Bharatiya Nagarik Suraksha Sanhita, 2023
Section 278
Acquittal or conviction
(1) If the Magistrate, upon taking the evidence referred to in section 277 and such further evidence, if any, as he may, of his own motion, cause to be produced, finds the accused not guilty, he shall record an order of acquittal.
(2) Where the Magistrate does not proceed in accordance with the provisions of section 364 or section 401, he shall, if he finds the accused guilty, pass sentence upon him according to law.
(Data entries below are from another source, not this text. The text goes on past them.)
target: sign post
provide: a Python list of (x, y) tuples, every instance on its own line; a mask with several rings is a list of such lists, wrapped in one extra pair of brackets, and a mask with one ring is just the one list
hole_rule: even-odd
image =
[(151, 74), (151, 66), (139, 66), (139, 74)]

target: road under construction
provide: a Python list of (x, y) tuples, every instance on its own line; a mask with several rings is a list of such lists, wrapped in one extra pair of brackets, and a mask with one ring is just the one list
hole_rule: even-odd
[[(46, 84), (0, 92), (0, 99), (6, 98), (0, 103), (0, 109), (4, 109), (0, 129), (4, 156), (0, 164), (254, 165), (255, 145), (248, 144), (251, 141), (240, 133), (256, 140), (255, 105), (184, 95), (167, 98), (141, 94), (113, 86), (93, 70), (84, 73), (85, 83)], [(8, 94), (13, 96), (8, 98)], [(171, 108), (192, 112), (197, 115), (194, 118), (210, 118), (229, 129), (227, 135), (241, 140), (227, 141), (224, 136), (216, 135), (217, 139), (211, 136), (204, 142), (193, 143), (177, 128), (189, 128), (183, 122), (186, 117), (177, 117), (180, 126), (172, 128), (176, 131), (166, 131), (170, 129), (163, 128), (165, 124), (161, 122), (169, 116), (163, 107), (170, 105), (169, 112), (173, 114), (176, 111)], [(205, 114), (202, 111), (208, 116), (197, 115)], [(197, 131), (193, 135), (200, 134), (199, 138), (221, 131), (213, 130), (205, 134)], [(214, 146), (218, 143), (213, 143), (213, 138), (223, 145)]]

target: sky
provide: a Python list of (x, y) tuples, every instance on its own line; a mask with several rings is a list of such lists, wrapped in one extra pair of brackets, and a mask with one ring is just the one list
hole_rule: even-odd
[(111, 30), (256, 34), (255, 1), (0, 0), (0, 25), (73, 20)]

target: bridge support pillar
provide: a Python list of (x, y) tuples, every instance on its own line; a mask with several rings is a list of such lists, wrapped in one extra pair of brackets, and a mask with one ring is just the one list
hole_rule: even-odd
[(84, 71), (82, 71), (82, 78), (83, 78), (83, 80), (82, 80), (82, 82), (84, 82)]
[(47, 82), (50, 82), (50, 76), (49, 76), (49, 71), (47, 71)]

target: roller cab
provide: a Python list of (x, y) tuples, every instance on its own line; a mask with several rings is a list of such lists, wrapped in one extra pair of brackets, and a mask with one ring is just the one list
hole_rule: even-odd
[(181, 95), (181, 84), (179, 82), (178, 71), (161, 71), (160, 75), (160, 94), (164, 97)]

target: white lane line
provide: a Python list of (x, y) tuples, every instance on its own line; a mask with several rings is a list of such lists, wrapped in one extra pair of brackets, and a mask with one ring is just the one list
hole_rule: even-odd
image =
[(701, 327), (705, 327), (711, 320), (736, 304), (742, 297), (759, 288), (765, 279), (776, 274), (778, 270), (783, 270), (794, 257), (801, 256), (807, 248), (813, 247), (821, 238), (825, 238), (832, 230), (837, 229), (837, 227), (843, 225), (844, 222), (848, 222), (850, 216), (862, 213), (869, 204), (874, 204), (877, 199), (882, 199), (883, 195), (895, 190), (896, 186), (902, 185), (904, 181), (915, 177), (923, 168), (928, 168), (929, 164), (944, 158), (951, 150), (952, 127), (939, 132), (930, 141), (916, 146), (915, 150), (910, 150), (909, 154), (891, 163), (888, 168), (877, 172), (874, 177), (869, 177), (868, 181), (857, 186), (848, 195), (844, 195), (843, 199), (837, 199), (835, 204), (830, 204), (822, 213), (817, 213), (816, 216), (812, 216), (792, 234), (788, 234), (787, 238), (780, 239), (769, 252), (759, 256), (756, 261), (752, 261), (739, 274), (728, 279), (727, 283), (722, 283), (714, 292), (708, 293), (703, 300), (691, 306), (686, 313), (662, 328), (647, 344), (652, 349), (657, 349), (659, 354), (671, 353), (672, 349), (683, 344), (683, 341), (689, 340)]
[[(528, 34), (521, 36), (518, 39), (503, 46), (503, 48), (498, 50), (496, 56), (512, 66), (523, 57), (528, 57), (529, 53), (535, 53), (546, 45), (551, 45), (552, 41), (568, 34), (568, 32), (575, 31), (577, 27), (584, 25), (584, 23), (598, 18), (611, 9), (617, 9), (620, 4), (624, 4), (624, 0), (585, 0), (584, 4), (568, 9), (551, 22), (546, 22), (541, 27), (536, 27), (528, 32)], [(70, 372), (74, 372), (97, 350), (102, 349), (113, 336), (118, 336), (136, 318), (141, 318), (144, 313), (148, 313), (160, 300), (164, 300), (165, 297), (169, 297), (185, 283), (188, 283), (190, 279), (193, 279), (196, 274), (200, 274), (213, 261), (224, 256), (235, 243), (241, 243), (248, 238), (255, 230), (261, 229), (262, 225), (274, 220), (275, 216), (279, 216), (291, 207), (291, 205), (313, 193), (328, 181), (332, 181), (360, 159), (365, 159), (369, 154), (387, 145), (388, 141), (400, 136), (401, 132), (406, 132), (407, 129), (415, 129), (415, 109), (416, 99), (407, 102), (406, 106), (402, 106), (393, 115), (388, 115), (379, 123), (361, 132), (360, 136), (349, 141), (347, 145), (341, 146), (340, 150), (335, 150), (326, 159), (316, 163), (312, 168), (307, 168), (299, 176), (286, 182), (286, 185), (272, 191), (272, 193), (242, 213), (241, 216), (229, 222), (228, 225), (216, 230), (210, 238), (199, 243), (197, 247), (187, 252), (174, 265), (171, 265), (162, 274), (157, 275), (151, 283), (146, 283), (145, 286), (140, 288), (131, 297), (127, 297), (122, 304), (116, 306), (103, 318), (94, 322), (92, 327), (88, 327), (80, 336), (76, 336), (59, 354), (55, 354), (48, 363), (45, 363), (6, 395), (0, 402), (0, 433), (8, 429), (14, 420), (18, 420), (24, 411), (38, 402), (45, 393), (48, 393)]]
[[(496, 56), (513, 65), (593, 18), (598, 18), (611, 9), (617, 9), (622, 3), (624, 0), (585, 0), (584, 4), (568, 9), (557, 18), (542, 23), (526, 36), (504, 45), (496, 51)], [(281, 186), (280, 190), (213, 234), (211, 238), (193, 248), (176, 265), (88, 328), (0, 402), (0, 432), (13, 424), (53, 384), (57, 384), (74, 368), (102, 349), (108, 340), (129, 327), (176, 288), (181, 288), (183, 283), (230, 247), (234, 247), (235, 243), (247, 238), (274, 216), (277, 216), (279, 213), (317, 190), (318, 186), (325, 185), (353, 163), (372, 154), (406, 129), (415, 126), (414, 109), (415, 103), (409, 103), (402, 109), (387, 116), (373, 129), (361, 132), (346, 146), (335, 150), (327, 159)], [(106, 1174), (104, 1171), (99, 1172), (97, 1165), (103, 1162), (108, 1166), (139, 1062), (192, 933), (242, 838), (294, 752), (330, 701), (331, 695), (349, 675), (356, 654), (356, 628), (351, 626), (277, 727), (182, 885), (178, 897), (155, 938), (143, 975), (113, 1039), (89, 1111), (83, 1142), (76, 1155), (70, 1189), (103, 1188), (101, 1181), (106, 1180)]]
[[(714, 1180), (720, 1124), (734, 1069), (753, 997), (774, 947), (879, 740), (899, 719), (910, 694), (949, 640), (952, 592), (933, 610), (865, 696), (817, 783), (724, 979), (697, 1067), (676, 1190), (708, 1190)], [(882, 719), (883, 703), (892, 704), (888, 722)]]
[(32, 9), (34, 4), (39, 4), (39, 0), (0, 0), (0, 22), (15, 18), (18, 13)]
(3) A Magistrate may, under section 275 or section 278, convict the accused of any offence triable under this Chapter, which from the facts admitted or proved he appears to have committed, whatever may be the nature of the complaint or summons, if the Magistrate is satisfied that the accused would not be prejudiced thereby.
Why this exists
This closes out the summons-case trial with the standard acquit-or-convict outcome, while giving Magistrates flexibility to match a conviction to what the facts actually prove rather than being trapped by imprecise or mislabelled paperwork in the original complaint - provided the accused genuinely had fair notice and no unfair surprise results. It mirrors section 255 of the earlier Code of Criminal Procedure.
Common misconceptions
- Myth: A person can never be convicted of an offence different from the one exactly named in the original complaint.
Fact: A Magistrate can convict of a related offence the proven facts actually support, as long as doing so doesn't unfairly prejudice the accused's defence.